Dana abrió rápidamente los ojos.
—No les afecta la magia —recordó—. ¿Por qué?
—El conocimiento es algo que va parejo a la capacidad de un mago. La historia de los lobos de este valle ya la conocerás algún día, cuando estés preparada para entenderla. Por el momento, debe bastarte saber que nunca podrás vencerlos. Tal vez a partir de ahora te lo pienses dos veces antes de volver a hacer algo así.
El Maestro se levantó y se dirigió hacia la puerta.
—¿No vais a castigarme? —preguntó Dana cautelosamente.
Él le dirigió una breve mirada.
—Estoy seguro de que ya has recibido tu castigo —dijo—. No será una noche que olvides fácilmente —hizo una pausa y después concluyó—: Ni tampoco los remordimientos por haber arriesgado inútilmente la vida de Fenris.
El nombre estalló como un latigazo en los oídos de Dana y, como el Maestro había previsto, enseguida empezó a sentirse culpable. El mago elfo había tenido que correr a rescatarla en mitad de la noche, y… ¿se había quedado en el bosque?

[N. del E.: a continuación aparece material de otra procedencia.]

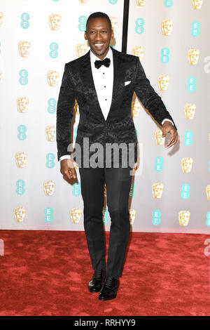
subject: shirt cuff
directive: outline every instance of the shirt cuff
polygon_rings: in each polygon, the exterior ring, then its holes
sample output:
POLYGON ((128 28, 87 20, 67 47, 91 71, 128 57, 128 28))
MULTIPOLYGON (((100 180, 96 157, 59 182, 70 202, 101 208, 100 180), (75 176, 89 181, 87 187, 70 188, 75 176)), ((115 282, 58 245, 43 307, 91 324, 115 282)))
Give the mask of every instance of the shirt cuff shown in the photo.
POLYGON ((64 154, 64 156, 62 156, 59 157, 59 160, 61 161, 63 159, 70 159, 70 155, 69 154, 64 154))
POLYGON ((163 119, 163 121, 162 121, 161 124, 163 125, 163 124, 164 123, 164 121, 170 121, 170 122, 172 124, 172 125, 174 126, 173 121, 172 121, 170 119, 167 119, 167 118, 166 118, 165 119, 163 119))

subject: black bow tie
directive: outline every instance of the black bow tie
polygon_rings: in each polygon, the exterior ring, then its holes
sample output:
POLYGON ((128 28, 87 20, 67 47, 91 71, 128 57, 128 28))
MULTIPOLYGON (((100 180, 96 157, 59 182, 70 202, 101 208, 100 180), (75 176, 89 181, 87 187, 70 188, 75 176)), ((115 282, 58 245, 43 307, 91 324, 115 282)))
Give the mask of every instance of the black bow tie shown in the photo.
POLYGON ((104 65, 106 67, 108 67, 110 65, 110 58, 106 58, 103 60, 96 60, 94 61, 94 66, 97 69, 101 67, 102 65, 104 65))

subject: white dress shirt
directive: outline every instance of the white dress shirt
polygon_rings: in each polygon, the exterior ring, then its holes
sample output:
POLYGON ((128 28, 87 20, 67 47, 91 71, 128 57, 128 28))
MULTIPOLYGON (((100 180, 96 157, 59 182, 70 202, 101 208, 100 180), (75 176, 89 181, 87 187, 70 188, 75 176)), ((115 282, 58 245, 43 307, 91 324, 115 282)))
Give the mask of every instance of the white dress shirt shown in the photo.
MULTIPOLYGON (((94 66, 94 62, 96 60, 100 60, 100 59, 96 56, 91 50, 90 52, 90 57, 94 88, 97 92, 100 107, 106 120, 111 107, 112 100, 113 84, 113 52, 111 48, 109 47, 108 52, 106 56, 106 58, 110 58, 110 65, 108 67, 105 67, 105 65, 102 65, 101 67, 97 69, 94 66)), ((171 123, 173 124, 171 120, 165 119, 162 121, 162 124, 163 124, 163 123, 167 120, 171 121, 171 123)), ((59 161, 66 159, 70 159, 70 155, 64 154, 64 156, 62 156, 59 157, 59 161)))

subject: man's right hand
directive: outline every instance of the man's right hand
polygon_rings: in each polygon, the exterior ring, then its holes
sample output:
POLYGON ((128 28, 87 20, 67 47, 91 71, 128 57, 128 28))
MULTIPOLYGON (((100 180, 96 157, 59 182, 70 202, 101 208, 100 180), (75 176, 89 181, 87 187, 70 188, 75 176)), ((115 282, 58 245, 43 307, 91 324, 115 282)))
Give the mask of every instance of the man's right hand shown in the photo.
POLYGON ((71 159, 63 159, 60 161, 60 173, 65 180, 77 180, 76 172, 71 159))

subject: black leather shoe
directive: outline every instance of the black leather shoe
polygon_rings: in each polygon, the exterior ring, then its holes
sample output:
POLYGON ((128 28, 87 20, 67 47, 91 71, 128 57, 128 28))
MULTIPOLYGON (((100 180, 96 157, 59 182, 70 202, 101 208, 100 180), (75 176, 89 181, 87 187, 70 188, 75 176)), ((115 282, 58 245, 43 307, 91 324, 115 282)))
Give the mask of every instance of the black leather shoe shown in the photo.
POLYGON ((111 276, 106 276, 99 293, 99 299, 100 301, 111 301, 114 299, 116 298, 118 286, 118 279, 111 276))
POLYGON ((102 287, 106 276, 104 270, 95 270, 92 279, 88 283, 90 292, 99 292, 102 287))

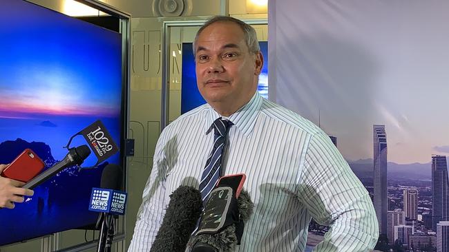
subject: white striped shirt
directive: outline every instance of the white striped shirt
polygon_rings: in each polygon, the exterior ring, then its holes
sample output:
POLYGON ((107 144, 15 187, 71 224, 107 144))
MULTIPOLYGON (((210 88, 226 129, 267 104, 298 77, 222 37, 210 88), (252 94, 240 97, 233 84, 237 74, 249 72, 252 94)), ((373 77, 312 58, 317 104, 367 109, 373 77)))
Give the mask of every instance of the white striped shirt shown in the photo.
MULTIPOLYGON (((206 104, 164 129, 129 251, 149 251, 174 190, 198 187, 220 116, 206 104)), ((368 193, 319 127, 257 92, 229 119, 224 174, 245 174, 255 204, 236 251, 304 251, 311 218, 332 227, 315 251, 374 248, 379 227, 368 193)))

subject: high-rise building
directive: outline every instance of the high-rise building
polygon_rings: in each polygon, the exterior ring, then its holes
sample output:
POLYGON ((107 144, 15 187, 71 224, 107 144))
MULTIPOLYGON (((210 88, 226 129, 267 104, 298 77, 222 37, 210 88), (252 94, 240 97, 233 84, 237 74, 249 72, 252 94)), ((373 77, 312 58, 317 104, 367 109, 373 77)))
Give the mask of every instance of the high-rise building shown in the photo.
POLYGON ((414 229, 412 226, 394 226, 394 241, 397 240, 404 246, 408 246, 408 238, 413 234, 414 234, 414 229))
POLYGON ((417 250, 423 250, 426 247, 435 246, 435 236, 426 234, 414 234, 408 235, 408 248, 417 250))
POLYGON ((437 224, 437 252, 449 252, 449 221, 437 224))
POLYGON ((374 205, 380 234, 387 233, 387 134, 385 125, 373 126, 374 205))
POLYGON ((437 224, 449 220, 449 184, 446 156, 432 155, 432 230, 437 224))
POLYGON ((418 218, 418 190, 407 189, 403 191, 404 213, 410 220, 418 218))
POLYGON ((336 136, 329 135, 329 137, 330 138, 330 140, 334 143, 334 145, 335 145, 335 147, 337 147, 337 145, 336 145, 336 136))
POLYGON ((424 227, 428 229, 432 229, 432 215, 430 213, 423 213, 422 216, 424 227))
POLYGON ((387 212, 387 237, 390 244, 394 244, 394 227, 405 224, 403 211, 396 209, 387 212))

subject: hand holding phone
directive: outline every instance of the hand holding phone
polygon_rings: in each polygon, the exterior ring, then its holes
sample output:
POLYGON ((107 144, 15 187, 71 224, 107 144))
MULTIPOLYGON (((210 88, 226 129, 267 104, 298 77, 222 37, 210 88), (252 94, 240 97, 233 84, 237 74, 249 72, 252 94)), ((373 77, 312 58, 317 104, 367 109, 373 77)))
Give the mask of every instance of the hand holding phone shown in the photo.
MULTIPOLYGON (((8 165, 0 165, 0 174, 8 165)), ((25 183, 0 176, 0 209, 3 207, 13 209, 15 202, 21 203, 25 200, 23 196, 32 196, 32 190, 20 188, 25 183)))
POLYGON ((30 149, 26 149, 1 172, 1 176, 27 182, 45 167, 44 162, 30 149))

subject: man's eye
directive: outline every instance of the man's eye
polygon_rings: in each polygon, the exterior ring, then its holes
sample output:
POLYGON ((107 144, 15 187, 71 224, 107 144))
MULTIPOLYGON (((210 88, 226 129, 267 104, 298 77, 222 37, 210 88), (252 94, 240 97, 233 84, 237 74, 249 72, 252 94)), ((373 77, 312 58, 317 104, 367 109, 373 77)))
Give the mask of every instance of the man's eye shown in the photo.
POLYGON ((205 61, 207 59, 209 59, 209 57, 206 55, 200 55, 200 56, 198 56, 198 59, 200 61, 205 61))
POLYGON ((224 54, 224 58, 233 58, 236 56, 237 56, 237 54, 235 54, 233 52, 229 52, 226 54, 224 54))

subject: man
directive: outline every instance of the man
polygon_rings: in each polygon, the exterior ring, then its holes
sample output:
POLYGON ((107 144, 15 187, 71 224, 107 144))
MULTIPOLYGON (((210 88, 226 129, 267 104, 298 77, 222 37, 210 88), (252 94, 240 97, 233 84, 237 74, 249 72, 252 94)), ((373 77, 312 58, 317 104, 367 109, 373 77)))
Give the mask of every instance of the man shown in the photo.
MULTIPOLYGON (((8 165, 0 165, 0 174, 8 165)), ((0 208, 6 207, 13 209, 15 202, 21 203, 25 200, 23 196, 32 196, 32 190, 20 188, 25 183, 4 178, 0 176, 0 208)))
POLYGON ((220 175, 245 174, 255 203, 236 251, 303 251, 311 218, 331 226, 316 251, 372 249, 379 233, 372 203, 329 138, 256 92, 263 57, 254 30, 217 17, 198 31, 193 46, 207 104, 162 133, 129 251, 149 250, 169 196, 182 183, 201 190, 211 125, 220 117, 231 122, 220 175))

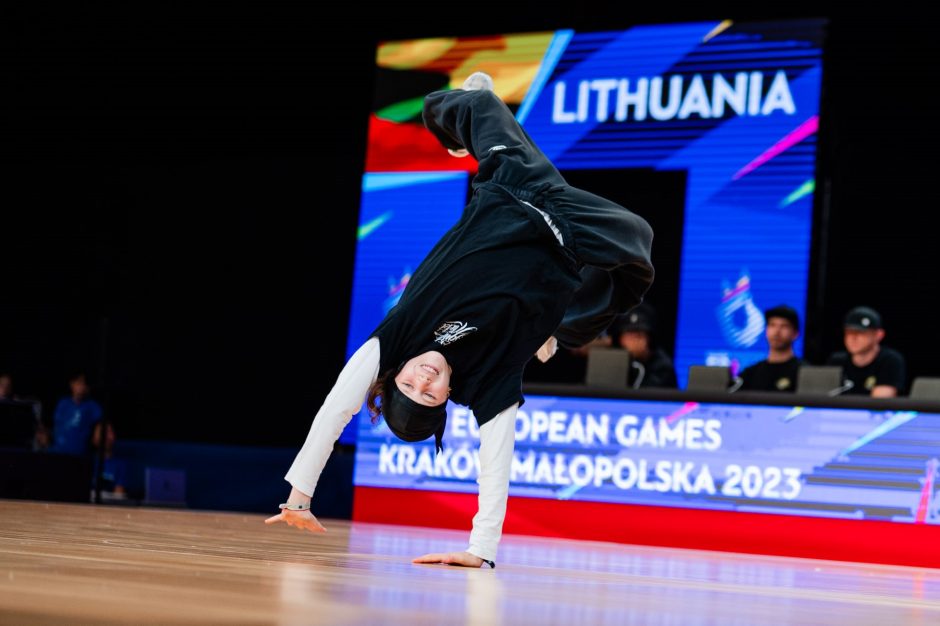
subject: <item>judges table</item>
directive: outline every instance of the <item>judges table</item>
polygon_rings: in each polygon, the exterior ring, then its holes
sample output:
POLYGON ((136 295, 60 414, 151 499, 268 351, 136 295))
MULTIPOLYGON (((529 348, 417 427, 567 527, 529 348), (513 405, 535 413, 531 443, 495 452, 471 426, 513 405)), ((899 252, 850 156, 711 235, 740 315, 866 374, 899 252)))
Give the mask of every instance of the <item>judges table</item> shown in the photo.
MULTIPOLYGON (((504 532, 940 567, 940 402, 529 384, 504 532)), ((357 520, 469 529, 479 433, 360 419, 357 520)))

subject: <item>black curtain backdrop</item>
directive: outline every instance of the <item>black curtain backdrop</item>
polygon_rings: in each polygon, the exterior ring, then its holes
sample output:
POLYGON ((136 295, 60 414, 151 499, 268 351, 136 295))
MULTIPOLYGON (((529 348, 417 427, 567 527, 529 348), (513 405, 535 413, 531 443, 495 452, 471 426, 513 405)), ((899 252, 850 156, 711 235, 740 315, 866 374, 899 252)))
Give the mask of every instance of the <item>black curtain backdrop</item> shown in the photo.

—¿Cómo está? —preguntó ansiosamente al hechicero, antes de que éste abandonase la habitación.
El Maestro no respondió enseguida.
—Se recuperará —dijo finalmente—, aunque está agotado. Ha sido una prueba muy dura para él.
Dana se hundió bajo las sábanas. ¡Qué estúpida había sido!
Cuando el Maestro se hubo marchado, Dana se quedó un momento más en la cama. Se arrepentía profundamente de haber desobedecido una de las pocas normas que regían la Torre. En su arrogancia, había pensado que sería capaz de vencer a los lobos del valle. Se sentía muy mal por ello.
Pero de pronto recordó a Lunaestrella, y se levantó de un salto. Tenía que averiguar si la yegua había sido capaz de volver a la Torre. Se estiró junto a la cama. Se notaba entumecida y hambrienta, pero también sentía que había recuperado las fuerzas. Se vistió con su túnica violeta, se lavó la cara y salió de la habitación.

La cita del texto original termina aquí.